All attempts with new people have not gone great. Knowing that sexual compatibility is really important to me, I searched for that first, hoping the rest would follow, like it did with TyRoy. (Well...That was my thought at least. Now that I think about it, how things started weren't nearly that simple with TyRoy. But I digress.) I didn't really feel much of a spark with any of them though and usually they weren't someone I would want to hang out with either. I had a few dates, but I was so sexually charged that I would rush in to get my rocks off only to realize as soon as I came that I really didn't like them. I've never really dated, don't know how to do that like people do on tv or in Cosmo. I don't have rules about holding back the sexual part of the relationship, but I know that I would like a long-term primary romantic relationship. I miss that. I love getting to have a faux version of that with TyRoy or Moneypenny when I get the chance to visit with them, but they aren't my man and I'm not their woman. I want that and I thought I was ready to test out my wings, my new skills from dbt for a new romantic relationship.
I thought I was ready. Now I'm not so sure.
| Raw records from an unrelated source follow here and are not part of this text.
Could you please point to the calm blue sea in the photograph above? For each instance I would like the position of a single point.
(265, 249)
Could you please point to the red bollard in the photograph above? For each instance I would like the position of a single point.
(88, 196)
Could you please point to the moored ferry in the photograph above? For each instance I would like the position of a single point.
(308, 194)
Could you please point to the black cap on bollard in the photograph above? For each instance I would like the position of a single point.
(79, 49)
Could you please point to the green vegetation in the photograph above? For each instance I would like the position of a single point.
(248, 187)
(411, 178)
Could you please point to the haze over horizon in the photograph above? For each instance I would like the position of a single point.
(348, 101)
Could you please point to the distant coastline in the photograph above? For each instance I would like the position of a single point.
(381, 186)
There aren't many people in any of my circles of acquaintanceship that I find attractive. I wasn't really thinking about finding someone to date within those circles. But recent events had me interacting more with one guy, who I'd known for several months and that I did find attractive. For most of the time I'd known him, he'd had a girlfriend, but I picked up in conversation that they were no longer together. I found out more and more things that we had in common. Because of weather, we haven't had a 'real' date yet, but we have hung out twice in the afternoons. It's been great. I like him. We have a great deal in common that I didn't have with previous people I've dated- weird movies, politics, life experiences. Though we don't have the same or complimentary kinks, we are both open to the other's kinks and sexuality in general. Everything seems great. But very little has happened physically and all of it has been at my initiation, which does the opposite of turn me on. I'm disappointed and worried.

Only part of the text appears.